An asset management subsidiary of BNY Mellon has agreed to pay $210 million to settle claims that it advised clients to invest in Bernard Madoff's massive Ponzi scheme despite suspecting Madoff of fraud. Over the course of a ten-year period, Ivy Asset Management, LLC ("Ivy") received nearly $40 million in fees in return for conducting due diligence on Madoff. The settlement with IAM represents the conclusion of multiple lawsuits brought by the New York Attorney General (the "NYAG"), the U.S. Department of Labor, and private plaintiffs. Despite IAM employees voicing "deep" reservations about Madoff's operations, investors were given positive recommendations, with the only concern voiced relating to the difficulty of managing the enormous asset pool purportedly managed by Madoff. Per its terms, the settlement applies only those investors who invested in "feeder funds" that funneled investor monies into Madoff's scheme.
In 2010, the New York Attorney General filed a lawsuit charging IAM with violations of the Martin Act for fraudulent conduct in connection with the sale of securities, as well as fraud in the conduct of business and breach of fiduciary duty. The suit sought damages, payment of restitution, and disgorgement of all fees received by Ivy. Private investors also filed suit against IAM alleging similar claims.
The charges focused on the level of due diligence IAM purported to conduct on behalf of its clients. During the course of this due diligence, authorities alleged that Ivy discovered Madoff was not investing funds as promised. While Madoff's advertised trading strategy featured the purchase and sale of enormous amounts of options, Ivy's investigation revealed that the actual option trading volume fell far short of what would be required. When Madoff was pressed as to this discrepancy, he provided IAM executives with "three vastly different explanations" that failed to allay concerns. Indeed, according to internal IAM documents, one executive piped:
Ah, Madoff, you omitted one possibility – he’s a fraud!
Yet, despite the inconsistent explanations given by Madoff and misgivings by executives, IAM failed to disclose any of these suspicions to investors in an effort to prevent the steady stream of lucrative fees. As a result, IAM's clients, which included individual investors as well as New York union pension and welfare plans, ultimately lost approximately $236 million when Madoff's fraud was uncovered in December 2008.
The settlement sheds light on the "feeder fund" investors, who to date have not been recognized as victims entitled to participate in the Madoff claims process. Irving Picard, the bankruptcy trustee appointed to liquidate Bernard L. Madoff Investment Securities, has made significant strides in marshaling assets and to date has made two distributions to victims. However, Picard's determination that only those who directly invested with Madoff were victims meant that thousands of investors whose Madoff investment was via a feeder fund were not considered victims - and thus not entitled to participate in the claims process.
Indeed, while Picard received 16,519 customer claims, only 2,436 of those claims were "allowed" - with many being denied due to their status as "feeder fund" investors.
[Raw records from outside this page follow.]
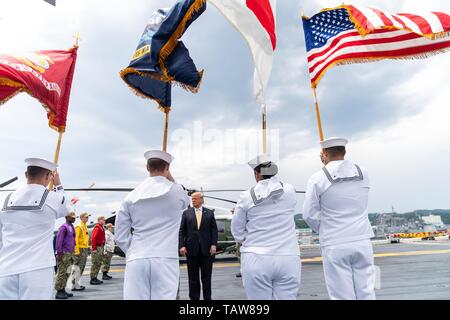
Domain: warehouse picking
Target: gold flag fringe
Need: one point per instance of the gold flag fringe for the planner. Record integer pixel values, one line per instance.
(138, 93)
(170, 45)
(424, 55)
Under Picard's reasoning, only the feeder fund itself was a victim, with the "loss" suffered by that feeder fund consisting of the cumulative value of investments that fund had with Madoff. Any distributions would thus be made to the feeder fund itself, which would then have the option of making distributions to its investors.
The IAM settlement is welcome news for those investors, which will provide a near-total recovery of their losses. Ironically, while shut out of the Madoff distribution process, these investors now stand to recover nearly triple the amount distributed to Madoff victims. In the press release put out by the New York Attorney General's office, it was estimated that investors were also "expected to receive substantial additional payments at a future date from" Picard. However, any future distribution by Picard would likely not occur until other similar situated victims have received equal distributions.
The settlement also marks the second significant recovery in recent efforts by the office of the New York Attorney General to prosecute those who were involved in the Madoff scandal. Earlier this summer, the NYAG announced that it had reached an agreement with prominent hedge fund manager J. Ezra Merkin to return approximately $400 million to investors in four Merkin funds that lost over $1 billion with Madoff. Picard later objected to that settlement, claiming that it encroached on his exclusive authority to recovery assets for Madoff's victims. According to Picard, if the settlement was approved, it would deprive Merkin of sufficient funds to satsify Picard's pending claims totaling $500 million and leave nothing for the majority of Madoff victims.